Elliott was a public school teacher for over 40 years, but spent part of her life on the front lines of the civil rights movement, participating in marches, protests and boycotts.

“She was a pioneer and played a leading role in many things,” Conley said. “She was an activist. She was active in civil rights marches, protests that eventually led to opportunities for African-Americans in this community. She was a leader. She would go if she had to go by her self.”

Elliott died in 2010, leaving a legacy that inspired many to participate in the NAACP and take a more active role in their communities, including Conley, who said she was like a mother figure to him.

Conley said looking back, he would remember Miss Adelaide as a woman you did not want to get in front of when she had her mind set on something — a trait that made her an effective leader.

“She was the real deal,” Conley said. “She was a genuine person. What you saw was what you go — a legacy and imprint on this community that will stand the test of time.”

The daughter of Wilson Ashford Sr. — Annette Ashford Johnson — spoke as her father was honored among the other leaders depicted at Unity Park.

Ashford owned an auto mechanic business and was a charter member of the local NAACP chapter who worked alongside other notable leaders such as Dr. Douglas L. Conner as the county worked toward integration and equal rights for African-Americans.

One story she recalled came when Conner went around the community soliciting help for several people who had been arrested protesting laws against separate accommodations in a restaurant.

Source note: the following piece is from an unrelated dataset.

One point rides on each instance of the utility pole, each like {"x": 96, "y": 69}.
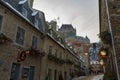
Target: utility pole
{"x": 113, "y": 46}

She said her father was the only one to help Conner, and caught backlash from white customers as result.

“They were arrested and someone called Dr. Conner and told them about it,” Johnson said. “Nobody stepped up but Dad. Those days were dangerous times.”

She said Griffin Chapel at First United Methodist Church held the first NAACP meeting, with the church opening its arms to those fighting for equal rights.

Ashford also served on the Starkville School Board — a position his daughter and others said highlighted his compassion for students of all races.

“My Daddy did not favor color, a person is a person,” she said. “He stood by all people. I’m thankful those two people are up there together on that plaque.”